The word ‘hydrotherapy’ is derived from the Greek word for water healing.
To understand the benefits of hydrotherapy it helps to understand the basic properties and principles of water. When planning a rehabilitation programme it is important to consider these elements;
Relative Density – this is the ratio of the weight of an object to the weight of an equal volume of water. Relative density depends on an objects composition. Specific gravity is a pure number value measuring the density of different substances. (Pure water = 1, fat = 0.8, lean muscle =1, bone 1.5 to 2). Relative density and specific gravity determine how well objects float (or not!). Simply speaking, if the ratio of the specific gravity of an object to that of water is greater than 1, then the object will sink and if it is less than 1, the object will float. Specific gravity of objects also determine how much of an object will float under water. Specific gravity of ice is 0.92, therefore 92% of ice will submerge to displace enough water (Upward force of buoyancy = downward force of gravity) 8% of ice will float above the surface. The specific gravity of a lean animal can be as high as 1.1 and an obese animal as low as .93. Specific gravity of an animal will mean it floats just below the surface. The higher the specific gravity the quicker the animal will sink i.e. a lean animal not moving will sink faster than an obese animal.
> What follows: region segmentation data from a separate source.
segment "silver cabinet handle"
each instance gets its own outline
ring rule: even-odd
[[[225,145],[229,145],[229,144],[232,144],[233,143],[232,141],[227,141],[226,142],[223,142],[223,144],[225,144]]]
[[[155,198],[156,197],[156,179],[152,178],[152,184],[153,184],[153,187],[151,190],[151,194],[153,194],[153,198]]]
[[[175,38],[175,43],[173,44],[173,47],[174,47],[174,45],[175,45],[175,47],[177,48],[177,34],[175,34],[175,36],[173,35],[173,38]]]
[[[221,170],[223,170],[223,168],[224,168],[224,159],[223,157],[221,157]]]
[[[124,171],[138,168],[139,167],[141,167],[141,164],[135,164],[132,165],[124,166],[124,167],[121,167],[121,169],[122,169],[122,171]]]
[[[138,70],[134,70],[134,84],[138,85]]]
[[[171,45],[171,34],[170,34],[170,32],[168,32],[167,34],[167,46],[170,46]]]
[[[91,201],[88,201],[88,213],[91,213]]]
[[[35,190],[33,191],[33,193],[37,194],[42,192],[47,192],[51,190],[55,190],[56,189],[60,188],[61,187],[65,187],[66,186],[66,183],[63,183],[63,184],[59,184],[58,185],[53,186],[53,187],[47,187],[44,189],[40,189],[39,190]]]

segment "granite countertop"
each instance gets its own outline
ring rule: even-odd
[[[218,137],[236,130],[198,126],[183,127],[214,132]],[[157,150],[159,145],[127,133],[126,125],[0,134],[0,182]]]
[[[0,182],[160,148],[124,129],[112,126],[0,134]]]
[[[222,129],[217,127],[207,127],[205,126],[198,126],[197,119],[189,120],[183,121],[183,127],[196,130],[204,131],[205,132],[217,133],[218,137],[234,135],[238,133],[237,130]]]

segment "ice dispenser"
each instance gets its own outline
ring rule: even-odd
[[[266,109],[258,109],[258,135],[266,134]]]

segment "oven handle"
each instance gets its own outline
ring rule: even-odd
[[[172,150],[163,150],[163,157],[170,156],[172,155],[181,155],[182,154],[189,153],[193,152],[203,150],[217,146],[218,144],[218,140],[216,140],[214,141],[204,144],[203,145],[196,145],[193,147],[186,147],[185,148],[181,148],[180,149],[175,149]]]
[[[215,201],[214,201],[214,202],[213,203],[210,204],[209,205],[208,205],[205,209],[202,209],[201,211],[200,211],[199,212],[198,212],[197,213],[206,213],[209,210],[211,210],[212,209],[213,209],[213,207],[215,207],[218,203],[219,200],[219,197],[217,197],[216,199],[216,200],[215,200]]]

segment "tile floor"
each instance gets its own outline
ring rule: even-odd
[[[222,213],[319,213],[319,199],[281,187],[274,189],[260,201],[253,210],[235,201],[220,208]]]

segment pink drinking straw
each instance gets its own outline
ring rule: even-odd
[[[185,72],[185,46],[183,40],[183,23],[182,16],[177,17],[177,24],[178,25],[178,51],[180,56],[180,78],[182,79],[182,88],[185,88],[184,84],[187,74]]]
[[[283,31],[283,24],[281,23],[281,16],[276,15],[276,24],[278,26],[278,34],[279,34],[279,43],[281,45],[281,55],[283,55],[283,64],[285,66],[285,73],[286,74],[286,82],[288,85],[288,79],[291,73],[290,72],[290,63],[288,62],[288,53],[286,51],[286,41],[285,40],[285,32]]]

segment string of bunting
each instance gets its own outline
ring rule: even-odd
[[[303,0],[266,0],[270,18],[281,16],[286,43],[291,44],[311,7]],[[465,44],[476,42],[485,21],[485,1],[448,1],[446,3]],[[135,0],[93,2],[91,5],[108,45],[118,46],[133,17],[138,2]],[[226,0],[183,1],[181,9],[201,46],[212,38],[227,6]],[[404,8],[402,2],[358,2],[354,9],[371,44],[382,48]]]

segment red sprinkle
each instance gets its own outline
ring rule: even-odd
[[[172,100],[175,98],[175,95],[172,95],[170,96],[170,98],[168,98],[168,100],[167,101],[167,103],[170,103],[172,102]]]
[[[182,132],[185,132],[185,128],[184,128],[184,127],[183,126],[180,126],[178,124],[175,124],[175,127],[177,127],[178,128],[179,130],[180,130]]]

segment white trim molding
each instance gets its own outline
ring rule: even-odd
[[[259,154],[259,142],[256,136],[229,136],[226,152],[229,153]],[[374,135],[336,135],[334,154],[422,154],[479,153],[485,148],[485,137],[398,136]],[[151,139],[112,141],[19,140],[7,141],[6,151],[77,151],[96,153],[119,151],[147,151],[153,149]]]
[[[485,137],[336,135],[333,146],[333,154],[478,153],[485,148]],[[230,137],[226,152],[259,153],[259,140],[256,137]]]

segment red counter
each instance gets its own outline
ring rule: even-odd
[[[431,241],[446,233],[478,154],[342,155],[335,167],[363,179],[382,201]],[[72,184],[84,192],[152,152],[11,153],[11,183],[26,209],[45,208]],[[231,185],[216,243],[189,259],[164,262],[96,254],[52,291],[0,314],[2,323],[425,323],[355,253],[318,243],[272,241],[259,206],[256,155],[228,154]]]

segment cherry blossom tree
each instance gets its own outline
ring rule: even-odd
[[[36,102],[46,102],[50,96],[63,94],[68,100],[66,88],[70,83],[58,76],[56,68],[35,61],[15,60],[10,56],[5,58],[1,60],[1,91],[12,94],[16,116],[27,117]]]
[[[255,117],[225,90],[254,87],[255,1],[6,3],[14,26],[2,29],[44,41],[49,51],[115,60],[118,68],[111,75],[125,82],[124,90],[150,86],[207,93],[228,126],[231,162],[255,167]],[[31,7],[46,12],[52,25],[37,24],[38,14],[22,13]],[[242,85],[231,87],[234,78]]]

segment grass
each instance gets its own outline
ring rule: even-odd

Buoyancy – is the upward thrust of water acting on a body creating an apparent decrease in the bodies’ weight while immersed. When a body is fully or partially immersed in water it experiences upward thrust equal to the weight of water displaced. Buoyancy acts directly through the centre of buoyancy. Problems occur when the centre of gravity and centre of buoyancy are not in the same vertical line causing an animal to tilt. The use of buoyancy aids in the rehabilitation of weak muscles and painful joints helps animals to exercise in an upright position and decreases pain by minimising weight bearing on joints. In dogs, water at a level of the ateral malleolus of the tibia creates approx. 91% weight bearing compared to the body weight on dry land, at the lateral condyle of the femur – 85%, the greater trichinae of the femur – 38% and fully submerged – non weight bearing or ‘zero impact’.
Hydrostatic Pressure – Pascal’s law states that fluid pressure is exerted equally on all surfaces of an immersed body at rest at a given depth. The deeper the body is immersed the greater the pressure exerted on it. Hence hydrostatic pressure provides constant pressure to a limb or body immersed in water providing an improved environment for working with swollen joints or oedematous tissues. Hydrostatic pressure opposes the tendency of blood and edema to pool in the lower portions of a body and can help reduce swelling. Hydrostatic pressure can also decrease pain during exercise. Hydrostatic pressure provides phasic stimuli to skin sensory receptors that cause a decrease in nociceptor hypersensitivity. This decreases an animal’s pain perception which can allow the animal to perform movements with less pain.
Viscosity and Resistance – viscosity is the measurement of frictional resistance caused by cohesive or attractive forces between the molecules of a liquid. The viscosity or resistance to fluid flow is significantly greater in water than in air making it harder to move through water. This resistance strengthens canine muscles and improves cardiovascular fitness. Viscosity also increases sensory awareness assists in stabilizing unstable joints. A dog with paraparesis may be more willing to walk in water or swim than on land because of the waters combined properties of buoyancy and viscosity which help support the dog.
Surface tension – Cohesion is when water molecules adhere to each other, there is greater tendency to adhere at the surface. Therefore there is slightly more resistance at the surface of water. Surface tension is not a factor if the animal is completely submerged but it becomes significant when a limb breaks the water surface. If a patient is weak movements are easier just under the surface rather than at or on the surface.
Exercising in water improves strength, muscular endurance, cardio respiratory endurance, range of movement (ROM), agility and psychological wellbeing whilst minimising pain.
The primary resistant force on land is gravity; the primary resistant forces in water are viscosity, friction and turbulence. These properties directly effect heart rate and oxygen uptake. Exercise in water increases heart rate and oxygen uptake slightly more than exercise on land. Exercises in water use a greater amount of energy than the same exercise on land. Aerobic exercise used in rehabilitation improves cardiovascular fitness and weight reduction. Aquatic exercise also benefits muscle strengthening and minimises the amount of joint effusion leading to greater functional improvement.
Buoyancy in water eases the performance of exercise while providing proprioceptive feedback. It allows for gentler exercise by decreasing the loads placed on injured tissues compared to land based exercise. Hydrotherapy exercise can be used as a transition to land based exercise in post injury or post surgery rehab.
Exercise in heated water increases circulation to muscles, increases joint flexibility and range of movement, decreases joint pain, decreases stress in healing tissues and minimises pain.